1. The “LLM Mode” Script
This script switches the power plan to “Power Saver,” but modifies the config to ensure the system never sleeps. It also forces the monitors to turn off after 1 minute to act as a “headless” server, saving ~100W of idle power.
# 1. Switch to Power Saver Plan
# (Use the GUID you found for Power Saver)
powercfg /setactive a1841308-3541-4fab-bc81-f71556f20b4a
# 2. VITAL: Prevent System Sleep so Ollama stays online
# "standby-timeout-ac 0" sets Sleep to NEVER while plugged in.
powercfg /change standby-timeout-ac 0
# 3. Save power by turning off the monitor quickly
# "monitor-timeout-ac 1" turns the screen off after 1 minute of idle.
powercfg /change monitor-timeout-ac 1
# 4. Check if Ollama is running, if not, start it
$ollamaProcess = Get-Process "ollama" -ErrorAction SilentlyContinue
if (-not $ollamaProcess) {
Write-Host "Starting Ollama Server..." -ForegroundColor Cyan
Start-Process "$env:LOCALAPPDATA\Programs\Ollama\ollama app.exe" -WindowStyle Hidden
} else {
Write-Host "Ollama is already running." -ForegroundColor Yellow
}
Write-Host "LLM Server Mode Active: System will NOT sleep, Monitor off in 1 min." -ForegroundColor Green
Start-Sleep -Seconds 2
2. The “Gaming Mode” Script
This script does the opposite. It terminates the Ollama process to instantly free up VRAM and sets the power plan back to High Performance.
# 1. Force close Ollama to free up VRAM
Write-Host "Stopping Ollama and freeing VRAM..." -ForegroundColor Cyan
taskkill /F /IM "ollama_app.exe" 2>$null
taskkill /F /IM "ollama.exe" 2>$null
taskkill /F /IM "ollama app.exe" 2>$null
# 2. Switch to High Performance Power Plan
# REPLACE THE ID BELOW with your specific "High Performance" GUID from Phase 1
powercfg /setactive 8c5e7fda-e8bf-4a96-9a85-a6e23a8c635c
# 3. Optional: Reset GPU Driver settings (If using specific OC profiles)
# Usually not necessary as the Power Plan handles PCIe link state
Write-Host "Gaming Mode Active: VRAM flushed, Power set to High." -ForegroundColor Green
Start-Sleep -Seconds 2
The 24GB VRAM Sweet Spot
With the 7900 XTX, I learned that 24GB is a specific boundary for model selection.
- 70B Models (Llama 3.1): While they technically run, even heavily quantized (Q4) versions exceed 24GB slightly.

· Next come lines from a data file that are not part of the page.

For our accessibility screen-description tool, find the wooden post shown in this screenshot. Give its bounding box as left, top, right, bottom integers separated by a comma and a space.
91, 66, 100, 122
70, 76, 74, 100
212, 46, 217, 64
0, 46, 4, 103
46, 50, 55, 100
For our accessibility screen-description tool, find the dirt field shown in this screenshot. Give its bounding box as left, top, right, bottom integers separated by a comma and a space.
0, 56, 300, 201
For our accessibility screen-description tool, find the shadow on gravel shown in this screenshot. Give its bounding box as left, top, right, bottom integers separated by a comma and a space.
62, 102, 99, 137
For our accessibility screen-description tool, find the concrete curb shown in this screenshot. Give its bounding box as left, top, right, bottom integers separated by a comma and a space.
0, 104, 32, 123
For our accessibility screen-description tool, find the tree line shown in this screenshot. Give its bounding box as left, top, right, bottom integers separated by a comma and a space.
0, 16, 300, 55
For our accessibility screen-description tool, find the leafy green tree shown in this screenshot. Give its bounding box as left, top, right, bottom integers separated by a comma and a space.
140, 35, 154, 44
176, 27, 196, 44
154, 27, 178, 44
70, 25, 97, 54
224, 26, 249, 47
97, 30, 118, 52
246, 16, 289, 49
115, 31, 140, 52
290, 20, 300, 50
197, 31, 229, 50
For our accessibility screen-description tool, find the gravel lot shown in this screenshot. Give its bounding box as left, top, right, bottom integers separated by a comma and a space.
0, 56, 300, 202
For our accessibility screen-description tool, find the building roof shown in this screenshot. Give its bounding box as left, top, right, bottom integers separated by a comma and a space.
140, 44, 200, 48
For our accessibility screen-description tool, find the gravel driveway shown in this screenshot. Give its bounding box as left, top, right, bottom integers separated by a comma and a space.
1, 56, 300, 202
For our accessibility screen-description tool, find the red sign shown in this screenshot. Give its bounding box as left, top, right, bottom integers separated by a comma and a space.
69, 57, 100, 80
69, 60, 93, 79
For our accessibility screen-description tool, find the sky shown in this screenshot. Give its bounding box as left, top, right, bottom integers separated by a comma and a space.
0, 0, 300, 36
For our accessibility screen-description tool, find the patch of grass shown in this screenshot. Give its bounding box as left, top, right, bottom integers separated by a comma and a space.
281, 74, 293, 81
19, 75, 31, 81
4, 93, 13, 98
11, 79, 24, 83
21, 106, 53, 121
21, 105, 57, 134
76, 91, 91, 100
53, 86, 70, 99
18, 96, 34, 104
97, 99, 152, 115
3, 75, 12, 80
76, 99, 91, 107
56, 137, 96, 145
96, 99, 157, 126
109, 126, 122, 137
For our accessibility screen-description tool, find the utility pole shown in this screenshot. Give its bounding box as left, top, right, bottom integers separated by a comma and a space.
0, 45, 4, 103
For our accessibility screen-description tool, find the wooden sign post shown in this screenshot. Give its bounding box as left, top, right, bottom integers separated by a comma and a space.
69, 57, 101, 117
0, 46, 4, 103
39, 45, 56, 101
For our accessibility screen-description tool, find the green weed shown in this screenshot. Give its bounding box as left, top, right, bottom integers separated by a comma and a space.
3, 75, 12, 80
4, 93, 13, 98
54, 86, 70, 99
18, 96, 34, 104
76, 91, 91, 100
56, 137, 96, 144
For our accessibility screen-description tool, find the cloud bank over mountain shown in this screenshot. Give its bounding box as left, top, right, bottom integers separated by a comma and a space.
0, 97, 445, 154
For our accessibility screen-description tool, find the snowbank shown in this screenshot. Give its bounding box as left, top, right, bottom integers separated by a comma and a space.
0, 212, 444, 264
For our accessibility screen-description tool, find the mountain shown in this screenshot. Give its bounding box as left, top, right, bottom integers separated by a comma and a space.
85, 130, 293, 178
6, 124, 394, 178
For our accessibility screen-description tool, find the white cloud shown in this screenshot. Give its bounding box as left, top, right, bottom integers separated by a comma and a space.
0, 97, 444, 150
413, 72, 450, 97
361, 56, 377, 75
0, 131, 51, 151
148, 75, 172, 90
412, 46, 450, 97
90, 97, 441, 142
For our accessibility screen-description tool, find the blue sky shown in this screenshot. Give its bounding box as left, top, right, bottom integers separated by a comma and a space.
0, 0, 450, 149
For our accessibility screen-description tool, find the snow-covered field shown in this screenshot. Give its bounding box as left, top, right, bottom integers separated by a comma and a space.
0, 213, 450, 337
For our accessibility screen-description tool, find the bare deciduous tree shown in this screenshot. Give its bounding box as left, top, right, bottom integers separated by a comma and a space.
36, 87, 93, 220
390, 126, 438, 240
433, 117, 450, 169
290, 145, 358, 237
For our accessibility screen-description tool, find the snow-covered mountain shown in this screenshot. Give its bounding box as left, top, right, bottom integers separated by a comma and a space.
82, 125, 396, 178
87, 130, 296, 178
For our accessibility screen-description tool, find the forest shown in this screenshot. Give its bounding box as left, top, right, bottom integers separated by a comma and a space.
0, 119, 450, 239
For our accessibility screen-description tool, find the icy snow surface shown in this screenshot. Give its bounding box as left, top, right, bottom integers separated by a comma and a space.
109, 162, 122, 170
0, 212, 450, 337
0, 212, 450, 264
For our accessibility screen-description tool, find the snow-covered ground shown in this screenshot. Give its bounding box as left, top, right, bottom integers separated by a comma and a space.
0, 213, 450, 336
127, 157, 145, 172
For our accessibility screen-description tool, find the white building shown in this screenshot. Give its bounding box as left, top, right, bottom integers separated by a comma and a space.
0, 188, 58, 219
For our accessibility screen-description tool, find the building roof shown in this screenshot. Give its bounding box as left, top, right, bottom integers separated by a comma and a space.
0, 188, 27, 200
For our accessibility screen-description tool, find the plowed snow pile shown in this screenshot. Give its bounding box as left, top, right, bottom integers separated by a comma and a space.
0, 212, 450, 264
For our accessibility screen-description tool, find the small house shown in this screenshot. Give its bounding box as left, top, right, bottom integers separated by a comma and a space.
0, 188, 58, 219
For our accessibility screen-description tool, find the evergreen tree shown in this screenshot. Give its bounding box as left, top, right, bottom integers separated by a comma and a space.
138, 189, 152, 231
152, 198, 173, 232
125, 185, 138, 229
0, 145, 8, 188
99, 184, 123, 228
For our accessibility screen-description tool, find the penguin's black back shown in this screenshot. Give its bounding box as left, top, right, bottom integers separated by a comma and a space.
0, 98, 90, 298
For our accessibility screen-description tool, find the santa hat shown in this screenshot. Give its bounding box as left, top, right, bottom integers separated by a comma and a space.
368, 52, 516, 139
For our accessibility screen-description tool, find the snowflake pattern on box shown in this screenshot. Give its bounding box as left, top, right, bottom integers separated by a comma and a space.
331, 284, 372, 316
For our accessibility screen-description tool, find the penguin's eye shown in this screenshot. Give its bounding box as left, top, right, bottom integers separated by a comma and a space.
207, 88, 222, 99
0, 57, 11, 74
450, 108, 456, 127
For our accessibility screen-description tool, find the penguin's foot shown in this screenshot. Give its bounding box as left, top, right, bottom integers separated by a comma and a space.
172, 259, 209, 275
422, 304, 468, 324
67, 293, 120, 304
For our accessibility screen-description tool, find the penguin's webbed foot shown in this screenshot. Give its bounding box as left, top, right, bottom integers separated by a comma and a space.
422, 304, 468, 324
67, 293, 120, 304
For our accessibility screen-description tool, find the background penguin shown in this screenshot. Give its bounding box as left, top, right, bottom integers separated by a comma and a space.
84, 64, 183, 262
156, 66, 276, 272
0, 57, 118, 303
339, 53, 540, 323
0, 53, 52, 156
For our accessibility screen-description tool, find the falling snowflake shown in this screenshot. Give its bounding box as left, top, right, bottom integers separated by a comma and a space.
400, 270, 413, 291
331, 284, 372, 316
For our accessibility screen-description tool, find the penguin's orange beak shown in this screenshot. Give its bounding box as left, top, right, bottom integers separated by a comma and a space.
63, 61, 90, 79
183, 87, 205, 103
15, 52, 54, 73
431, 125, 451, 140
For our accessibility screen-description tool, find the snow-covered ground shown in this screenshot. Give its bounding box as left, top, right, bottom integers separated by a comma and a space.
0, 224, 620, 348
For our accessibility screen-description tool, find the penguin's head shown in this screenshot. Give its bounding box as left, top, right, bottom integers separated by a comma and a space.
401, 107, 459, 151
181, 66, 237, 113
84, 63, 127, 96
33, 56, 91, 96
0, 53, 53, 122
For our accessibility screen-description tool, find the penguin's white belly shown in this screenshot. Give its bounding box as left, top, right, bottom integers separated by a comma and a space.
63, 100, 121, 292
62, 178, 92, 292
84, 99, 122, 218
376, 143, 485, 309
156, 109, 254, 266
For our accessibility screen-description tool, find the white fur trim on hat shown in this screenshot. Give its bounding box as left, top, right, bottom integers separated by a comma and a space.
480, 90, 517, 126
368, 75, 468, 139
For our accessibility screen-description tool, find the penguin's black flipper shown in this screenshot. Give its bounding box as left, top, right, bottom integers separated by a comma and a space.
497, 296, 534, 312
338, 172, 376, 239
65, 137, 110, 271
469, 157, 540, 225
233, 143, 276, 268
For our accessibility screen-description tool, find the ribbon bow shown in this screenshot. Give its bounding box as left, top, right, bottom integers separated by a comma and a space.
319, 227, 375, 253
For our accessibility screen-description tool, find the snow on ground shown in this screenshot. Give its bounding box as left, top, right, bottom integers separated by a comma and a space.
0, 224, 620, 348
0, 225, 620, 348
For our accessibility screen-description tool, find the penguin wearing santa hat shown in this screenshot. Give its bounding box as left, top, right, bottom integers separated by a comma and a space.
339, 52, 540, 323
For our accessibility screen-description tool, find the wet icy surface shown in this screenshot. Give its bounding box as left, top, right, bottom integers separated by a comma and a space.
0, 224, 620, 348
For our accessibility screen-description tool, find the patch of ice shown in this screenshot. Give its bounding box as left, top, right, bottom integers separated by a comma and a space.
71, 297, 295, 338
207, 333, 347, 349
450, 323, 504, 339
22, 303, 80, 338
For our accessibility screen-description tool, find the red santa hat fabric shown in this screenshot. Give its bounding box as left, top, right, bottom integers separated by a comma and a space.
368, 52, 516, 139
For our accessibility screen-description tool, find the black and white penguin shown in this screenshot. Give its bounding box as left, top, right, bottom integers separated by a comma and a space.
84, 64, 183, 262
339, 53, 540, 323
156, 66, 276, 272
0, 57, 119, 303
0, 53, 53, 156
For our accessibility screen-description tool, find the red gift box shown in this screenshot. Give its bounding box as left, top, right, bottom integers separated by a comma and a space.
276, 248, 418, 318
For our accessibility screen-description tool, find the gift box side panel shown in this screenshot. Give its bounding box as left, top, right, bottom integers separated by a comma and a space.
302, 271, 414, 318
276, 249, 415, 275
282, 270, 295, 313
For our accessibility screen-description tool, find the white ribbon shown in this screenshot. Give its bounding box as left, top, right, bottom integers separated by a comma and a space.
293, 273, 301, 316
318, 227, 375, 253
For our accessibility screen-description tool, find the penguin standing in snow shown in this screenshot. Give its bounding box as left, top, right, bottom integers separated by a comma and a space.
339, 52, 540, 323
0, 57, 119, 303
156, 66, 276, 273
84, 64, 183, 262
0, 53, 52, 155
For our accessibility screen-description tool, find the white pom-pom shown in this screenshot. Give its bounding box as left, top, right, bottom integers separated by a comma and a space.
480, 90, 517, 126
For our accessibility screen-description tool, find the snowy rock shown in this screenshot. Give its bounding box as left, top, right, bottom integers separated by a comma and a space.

This forces offloading to system RAM (DDR5), crashing speeds from ~50 t/s down to ~2 t/s.
- 27B - 35B Models: This is the sweet spot.
My daily driver is Gemma 2 27B. It fits comfortably into about 17GB of VRAM, leaving plenty of overhead for the context window (KV Cache) so the model doesn’t get confused during long conversations.
Audio & Dictation
One interesting discovery during this setup was how Open WebUI handles dictation. I noticed that when I used the microphone feature in the WebUI, my Gaming PC (the Ollama node) saw zero load.
It turns out Open WebUI processes audio (Whisper) inside its own container on the Kubernetes cluster. It only sends the transcribed text to my Gaming PC. This is great for separation of concerns—my GPU is dedicated purely to inference, not transcription.
Final Thoughts
This setup gives me the best of both worlds. When I’m working, I double-click “LLM Mode,” walk away, and have a powerful API endpoint available to my entire network. When I want to game, I double-click “Gaming Mode,” and the system is instantly ready for full performance with zero VRAM overhead.